We're now less than a week away from PGConf US 2016 which runs from April 18th to the 20th at the New York Marriot Brooklyn Bridge. You should check out the full schedule of training sessions and talks to see if you're interested in attending. Also worth highlighting, the Postgres Turns 20, Anniversary Party is happening on the 19th—right smack in the middle of the conference. Going with an 80's throwback theme, the party should feel right at home in hipster paradise Brooklyn, NYC... haha, kidding of course. But in all seriousness, it should be a great time. As one synth-soaked 80's pop duo once noted, "sweet dreams are made of this."

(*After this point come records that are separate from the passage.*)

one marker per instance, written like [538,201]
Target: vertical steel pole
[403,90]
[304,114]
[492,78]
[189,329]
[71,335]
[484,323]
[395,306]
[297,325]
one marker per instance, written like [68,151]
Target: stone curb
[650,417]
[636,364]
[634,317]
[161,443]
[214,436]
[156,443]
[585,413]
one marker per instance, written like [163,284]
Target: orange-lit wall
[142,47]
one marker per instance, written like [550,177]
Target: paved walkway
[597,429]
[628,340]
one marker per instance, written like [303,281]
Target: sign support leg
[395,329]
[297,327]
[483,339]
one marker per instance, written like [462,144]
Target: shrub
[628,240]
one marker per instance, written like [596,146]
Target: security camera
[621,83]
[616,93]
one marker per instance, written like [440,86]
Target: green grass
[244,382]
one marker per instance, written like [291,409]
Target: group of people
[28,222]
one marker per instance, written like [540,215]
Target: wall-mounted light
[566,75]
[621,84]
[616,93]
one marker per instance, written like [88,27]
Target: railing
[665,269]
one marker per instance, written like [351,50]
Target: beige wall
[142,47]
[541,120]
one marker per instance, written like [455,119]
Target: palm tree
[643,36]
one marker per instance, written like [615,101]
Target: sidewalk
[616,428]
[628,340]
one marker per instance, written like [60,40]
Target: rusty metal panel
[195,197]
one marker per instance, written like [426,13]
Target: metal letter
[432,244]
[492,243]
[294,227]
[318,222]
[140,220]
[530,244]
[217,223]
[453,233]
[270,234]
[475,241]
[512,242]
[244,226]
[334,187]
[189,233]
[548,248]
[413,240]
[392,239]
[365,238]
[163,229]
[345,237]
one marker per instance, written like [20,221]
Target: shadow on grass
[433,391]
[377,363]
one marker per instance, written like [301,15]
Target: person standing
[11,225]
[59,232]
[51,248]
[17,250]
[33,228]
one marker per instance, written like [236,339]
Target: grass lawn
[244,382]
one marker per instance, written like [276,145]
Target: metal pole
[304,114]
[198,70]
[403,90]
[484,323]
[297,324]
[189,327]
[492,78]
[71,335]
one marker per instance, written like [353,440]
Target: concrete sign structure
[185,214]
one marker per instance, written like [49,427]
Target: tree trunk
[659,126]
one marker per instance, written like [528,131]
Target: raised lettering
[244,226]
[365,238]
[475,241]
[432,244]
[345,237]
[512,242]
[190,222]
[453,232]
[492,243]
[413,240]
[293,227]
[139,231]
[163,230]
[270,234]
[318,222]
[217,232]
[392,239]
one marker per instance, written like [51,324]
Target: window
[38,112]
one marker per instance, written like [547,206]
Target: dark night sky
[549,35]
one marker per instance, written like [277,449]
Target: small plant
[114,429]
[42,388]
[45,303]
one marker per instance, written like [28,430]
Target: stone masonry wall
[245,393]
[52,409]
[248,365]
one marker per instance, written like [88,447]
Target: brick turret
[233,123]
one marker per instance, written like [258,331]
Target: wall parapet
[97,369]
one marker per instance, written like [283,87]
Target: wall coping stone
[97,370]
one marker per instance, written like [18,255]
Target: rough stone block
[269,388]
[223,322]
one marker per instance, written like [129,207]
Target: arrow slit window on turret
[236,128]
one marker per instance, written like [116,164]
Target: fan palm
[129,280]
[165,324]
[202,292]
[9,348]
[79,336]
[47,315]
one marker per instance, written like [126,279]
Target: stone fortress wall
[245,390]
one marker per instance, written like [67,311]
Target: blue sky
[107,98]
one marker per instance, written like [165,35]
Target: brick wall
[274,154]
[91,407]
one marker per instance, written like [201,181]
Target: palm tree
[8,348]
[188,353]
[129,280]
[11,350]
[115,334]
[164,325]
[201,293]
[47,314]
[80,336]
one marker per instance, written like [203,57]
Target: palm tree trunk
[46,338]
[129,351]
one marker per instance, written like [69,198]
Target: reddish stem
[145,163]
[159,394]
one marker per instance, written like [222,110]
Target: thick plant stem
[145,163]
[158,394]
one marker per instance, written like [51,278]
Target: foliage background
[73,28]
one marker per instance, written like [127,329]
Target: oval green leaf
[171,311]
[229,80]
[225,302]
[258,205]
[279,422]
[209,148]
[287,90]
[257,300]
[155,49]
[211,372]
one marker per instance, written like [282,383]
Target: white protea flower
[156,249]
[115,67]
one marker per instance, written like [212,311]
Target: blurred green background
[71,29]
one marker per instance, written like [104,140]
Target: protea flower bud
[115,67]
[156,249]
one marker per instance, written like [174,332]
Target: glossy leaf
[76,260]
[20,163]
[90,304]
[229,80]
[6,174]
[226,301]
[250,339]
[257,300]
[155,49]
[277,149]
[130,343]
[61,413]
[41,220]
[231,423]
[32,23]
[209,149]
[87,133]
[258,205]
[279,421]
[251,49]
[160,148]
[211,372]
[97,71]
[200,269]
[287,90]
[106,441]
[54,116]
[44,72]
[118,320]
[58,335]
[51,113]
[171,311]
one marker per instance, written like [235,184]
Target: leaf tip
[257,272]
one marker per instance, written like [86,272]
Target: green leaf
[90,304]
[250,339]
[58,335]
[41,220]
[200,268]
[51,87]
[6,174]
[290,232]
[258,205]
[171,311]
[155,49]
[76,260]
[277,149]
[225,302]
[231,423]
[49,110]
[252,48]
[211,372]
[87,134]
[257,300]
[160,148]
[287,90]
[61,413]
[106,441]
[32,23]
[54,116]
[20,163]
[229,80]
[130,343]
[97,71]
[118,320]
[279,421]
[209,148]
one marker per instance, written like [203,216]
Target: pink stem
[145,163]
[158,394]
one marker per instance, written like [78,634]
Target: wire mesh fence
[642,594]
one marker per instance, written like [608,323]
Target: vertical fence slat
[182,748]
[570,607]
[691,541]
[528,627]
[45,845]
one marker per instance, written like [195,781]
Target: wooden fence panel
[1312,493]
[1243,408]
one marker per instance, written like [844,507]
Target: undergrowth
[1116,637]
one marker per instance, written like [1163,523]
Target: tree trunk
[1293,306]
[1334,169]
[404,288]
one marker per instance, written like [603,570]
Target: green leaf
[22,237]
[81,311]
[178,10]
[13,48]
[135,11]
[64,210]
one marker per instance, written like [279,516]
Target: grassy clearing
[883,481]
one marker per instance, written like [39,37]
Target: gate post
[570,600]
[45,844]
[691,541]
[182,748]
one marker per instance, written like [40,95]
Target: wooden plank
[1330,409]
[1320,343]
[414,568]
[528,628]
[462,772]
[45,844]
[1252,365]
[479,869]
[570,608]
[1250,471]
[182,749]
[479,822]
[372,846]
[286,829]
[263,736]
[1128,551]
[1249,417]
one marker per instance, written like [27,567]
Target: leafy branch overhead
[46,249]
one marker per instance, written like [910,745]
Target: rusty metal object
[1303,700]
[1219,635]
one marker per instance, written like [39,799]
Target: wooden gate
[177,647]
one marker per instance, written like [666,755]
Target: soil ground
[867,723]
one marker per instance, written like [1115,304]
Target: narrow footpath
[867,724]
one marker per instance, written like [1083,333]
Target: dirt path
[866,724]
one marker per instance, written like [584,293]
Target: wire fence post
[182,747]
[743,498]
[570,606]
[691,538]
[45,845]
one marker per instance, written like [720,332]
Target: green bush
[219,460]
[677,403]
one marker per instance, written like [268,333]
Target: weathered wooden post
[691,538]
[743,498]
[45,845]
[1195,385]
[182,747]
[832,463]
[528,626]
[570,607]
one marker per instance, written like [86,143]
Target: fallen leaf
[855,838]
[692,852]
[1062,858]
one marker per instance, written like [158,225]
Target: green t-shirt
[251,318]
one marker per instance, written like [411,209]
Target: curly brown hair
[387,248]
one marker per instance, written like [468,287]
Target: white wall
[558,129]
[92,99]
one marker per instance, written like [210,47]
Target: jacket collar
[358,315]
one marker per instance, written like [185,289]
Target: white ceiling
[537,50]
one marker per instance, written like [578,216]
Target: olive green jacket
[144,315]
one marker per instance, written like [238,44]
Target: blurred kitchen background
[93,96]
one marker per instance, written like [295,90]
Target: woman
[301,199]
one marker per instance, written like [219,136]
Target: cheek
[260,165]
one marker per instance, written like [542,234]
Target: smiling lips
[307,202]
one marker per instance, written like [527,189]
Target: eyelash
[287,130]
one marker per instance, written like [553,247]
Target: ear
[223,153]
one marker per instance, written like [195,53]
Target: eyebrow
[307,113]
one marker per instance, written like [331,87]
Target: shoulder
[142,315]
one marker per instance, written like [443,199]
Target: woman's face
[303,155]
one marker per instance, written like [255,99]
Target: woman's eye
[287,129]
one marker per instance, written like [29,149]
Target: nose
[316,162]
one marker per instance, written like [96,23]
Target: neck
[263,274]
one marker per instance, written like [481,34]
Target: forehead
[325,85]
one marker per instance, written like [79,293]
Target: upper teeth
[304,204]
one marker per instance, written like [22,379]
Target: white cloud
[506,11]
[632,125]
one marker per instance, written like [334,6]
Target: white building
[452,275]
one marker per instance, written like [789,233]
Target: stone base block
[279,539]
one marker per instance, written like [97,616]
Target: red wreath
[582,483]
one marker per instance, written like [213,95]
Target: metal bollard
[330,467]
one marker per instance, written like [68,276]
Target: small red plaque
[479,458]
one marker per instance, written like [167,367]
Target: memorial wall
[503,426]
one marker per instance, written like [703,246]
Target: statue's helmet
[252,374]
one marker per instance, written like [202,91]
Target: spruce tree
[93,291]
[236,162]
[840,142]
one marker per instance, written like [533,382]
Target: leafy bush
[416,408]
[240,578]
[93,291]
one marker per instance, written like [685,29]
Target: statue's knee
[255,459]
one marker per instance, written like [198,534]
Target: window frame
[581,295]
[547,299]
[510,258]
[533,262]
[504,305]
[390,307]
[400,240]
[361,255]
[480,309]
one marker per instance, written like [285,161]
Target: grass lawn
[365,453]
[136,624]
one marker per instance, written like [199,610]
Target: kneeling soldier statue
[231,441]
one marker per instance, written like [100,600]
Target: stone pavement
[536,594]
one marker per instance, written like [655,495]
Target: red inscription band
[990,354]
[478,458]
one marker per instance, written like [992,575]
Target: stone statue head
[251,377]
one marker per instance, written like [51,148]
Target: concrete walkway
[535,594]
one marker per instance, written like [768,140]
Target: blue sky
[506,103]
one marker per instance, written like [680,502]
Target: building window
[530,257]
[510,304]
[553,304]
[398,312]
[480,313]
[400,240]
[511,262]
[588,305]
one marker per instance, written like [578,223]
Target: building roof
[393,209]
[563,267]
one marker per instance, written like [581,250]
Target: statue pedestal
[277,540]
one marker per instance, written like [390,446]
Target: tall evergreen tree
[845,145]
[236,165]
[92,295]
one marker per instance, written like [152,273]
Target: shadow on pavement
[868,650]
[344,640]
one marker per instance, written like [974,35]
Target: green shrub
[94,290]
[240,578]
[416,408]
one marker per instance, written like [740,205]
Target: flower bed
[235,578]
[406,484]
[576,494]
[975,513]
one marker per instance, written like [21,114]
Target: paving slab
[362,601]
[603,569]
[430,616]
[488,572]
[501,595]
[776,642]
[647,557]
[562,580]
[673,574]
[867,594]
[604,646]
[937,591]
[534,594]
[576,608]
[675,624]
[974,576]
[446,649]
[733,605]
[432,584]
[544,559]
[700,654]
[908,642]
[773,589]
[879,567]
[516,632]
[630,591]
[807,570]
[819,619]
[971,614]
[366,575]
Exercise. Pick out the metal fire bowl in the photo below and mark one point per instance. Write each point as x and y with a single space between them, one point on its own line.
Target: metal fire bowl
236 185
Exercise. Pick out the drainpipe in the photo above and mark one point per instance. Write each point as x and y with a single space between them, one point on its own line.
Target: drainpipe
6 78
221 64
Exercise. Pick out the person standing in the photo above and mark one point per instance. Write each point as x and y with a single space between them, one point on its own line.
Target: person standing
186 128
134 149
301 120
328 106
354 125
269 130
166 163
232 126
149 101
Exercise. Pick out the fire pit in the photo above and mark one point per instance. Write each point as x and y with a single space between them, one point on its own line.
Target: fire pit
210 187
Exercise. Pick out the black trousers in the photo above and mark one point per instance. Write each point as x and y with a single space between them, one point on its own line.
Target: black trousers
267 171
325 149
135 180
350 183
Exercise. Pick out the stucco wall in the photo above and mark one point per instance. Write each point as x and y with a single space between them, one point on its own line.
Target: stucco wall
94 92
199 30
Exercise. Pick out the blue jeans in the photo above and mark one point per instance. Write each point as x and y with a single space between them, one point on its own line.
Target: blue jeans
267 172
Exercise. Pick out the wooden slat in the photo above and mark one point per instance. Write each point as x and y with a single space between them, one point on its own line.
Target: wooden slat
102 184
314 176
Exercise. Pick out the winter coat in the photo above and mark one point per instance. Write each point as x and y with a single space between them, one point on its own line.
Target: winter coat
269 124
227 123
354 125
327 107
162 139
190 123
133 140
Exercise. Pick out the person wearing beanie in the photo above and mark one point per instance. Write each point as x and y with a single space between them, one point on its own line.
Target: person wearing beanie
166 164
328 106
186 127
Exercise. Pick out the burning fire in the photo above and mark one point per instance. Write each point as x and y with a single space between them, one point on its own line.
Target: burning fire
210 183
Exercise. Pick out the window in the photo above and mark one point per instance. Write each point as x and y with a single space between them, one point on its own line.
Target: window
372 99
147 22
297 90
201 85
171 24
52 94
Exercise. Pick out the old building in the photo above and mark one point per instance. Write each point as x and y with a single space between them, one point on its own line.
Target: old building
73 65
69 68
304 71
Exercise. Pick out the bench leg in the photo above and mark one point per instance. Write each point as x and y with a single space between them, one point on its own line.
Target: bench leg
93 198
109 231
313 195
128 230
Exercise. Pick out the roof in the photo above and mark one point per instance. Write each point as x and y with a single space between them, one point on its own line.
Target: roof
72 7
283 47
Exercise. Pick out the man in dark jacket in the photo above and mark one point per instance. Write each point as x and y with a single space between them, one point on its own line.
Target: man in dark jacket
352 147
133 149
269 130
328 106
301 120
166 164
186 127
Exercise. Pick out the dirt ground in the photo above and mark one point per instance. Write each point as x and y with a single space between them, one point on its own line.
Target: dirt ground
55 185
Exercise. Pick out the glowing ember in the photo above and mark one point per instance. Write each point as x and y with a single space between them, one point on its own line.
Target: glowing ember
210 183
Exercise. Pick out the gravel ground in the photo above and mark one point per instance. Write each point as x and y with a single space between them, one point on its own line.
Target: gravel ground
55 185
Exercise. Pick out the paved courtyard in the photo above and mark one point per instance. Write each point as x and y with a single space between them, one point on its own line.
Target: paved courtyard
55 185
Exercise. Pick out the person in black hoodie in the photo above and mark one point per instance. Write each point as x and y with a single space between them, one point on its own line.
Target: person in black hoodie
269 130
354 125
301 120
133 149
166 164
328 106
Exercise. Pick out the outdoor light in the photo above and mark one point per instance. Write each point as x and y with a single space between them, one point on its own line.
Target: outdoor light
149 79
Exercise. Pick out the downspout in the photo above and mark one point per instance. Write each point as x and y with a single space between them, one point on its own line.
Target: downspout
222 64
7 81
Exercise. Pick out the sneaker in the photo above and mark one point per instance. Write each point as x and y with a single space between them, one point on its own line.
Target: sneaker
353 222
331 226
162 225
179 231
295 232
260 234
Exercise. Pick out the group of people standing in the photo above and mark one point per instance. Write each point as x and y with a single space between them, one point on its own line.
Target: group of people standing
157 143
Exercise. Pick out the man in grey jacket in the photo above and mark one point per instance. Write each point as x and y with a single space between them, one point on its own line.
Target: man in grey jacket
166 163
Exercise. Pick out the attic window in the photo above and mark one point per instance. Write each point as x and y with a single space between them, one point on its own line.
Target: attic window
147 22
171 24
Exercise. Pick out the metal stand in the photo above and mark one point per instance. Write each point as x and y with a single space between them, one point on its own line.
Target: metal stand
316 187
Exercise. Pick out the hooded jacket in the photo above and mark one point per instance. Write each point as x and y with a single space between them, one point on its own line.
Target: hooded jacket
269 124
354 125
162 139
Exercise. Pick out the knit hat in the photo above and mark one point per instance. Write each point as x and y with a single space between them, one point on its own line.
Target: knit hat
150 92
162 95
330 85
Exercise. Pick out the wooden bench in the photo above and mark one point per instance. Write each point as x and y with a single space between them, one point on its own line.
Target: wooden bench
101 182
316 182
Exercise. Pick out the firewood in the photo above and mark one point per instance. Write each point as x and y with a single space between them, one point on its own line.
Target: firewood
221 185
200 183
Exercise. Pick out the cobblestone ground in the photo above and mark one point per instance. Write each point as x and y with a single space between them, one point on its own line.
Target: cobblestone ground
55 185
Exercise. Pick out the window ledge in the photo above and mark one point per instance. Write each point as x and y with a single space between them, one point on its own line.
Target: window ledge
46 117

Sorry if that GIF crossed the line...
Leading up to this event, I got the chance to speak with Joshua Drake, Founder and Director of United States PostgreSQL, and Amanda Gilmore, a Ruby developer on the Heroku Postgres team. Joshua's offering a training session entitled Elevating Your Confidence with PostgreSQL's Restoration Capabilities! and a talk by the name of Kicking the Donkey of PostgreSQL Replication, while Amanda's talk covers PostgreSQL’s secret NoSQL superpowers. Asking them each about their history with Postgres and more specifically about their upcoming talks, I was able to gather some insights that I hope you'll find interesting.
Many of these questions overlap, so I'll be using J and A to distinguish between Joshua and Amanda's answers. Now, on to the questions...
What are you working on right now? What's hard and/or interesting about it?
J: Outside of my non-profit work, my primary interest is in containers and microservices. Specifically in relation to PostgreSQL and how to make them scale at a level that is reasonable for production use.
A: Right now, I'm working on the infrastructure automation for Heroku Postgres. I'm really not at liberty to dive too much into the nitty gritty, but it's interesting and I'm enjoying it. Mainly it's interesting because it's hard to operate at the scale we do.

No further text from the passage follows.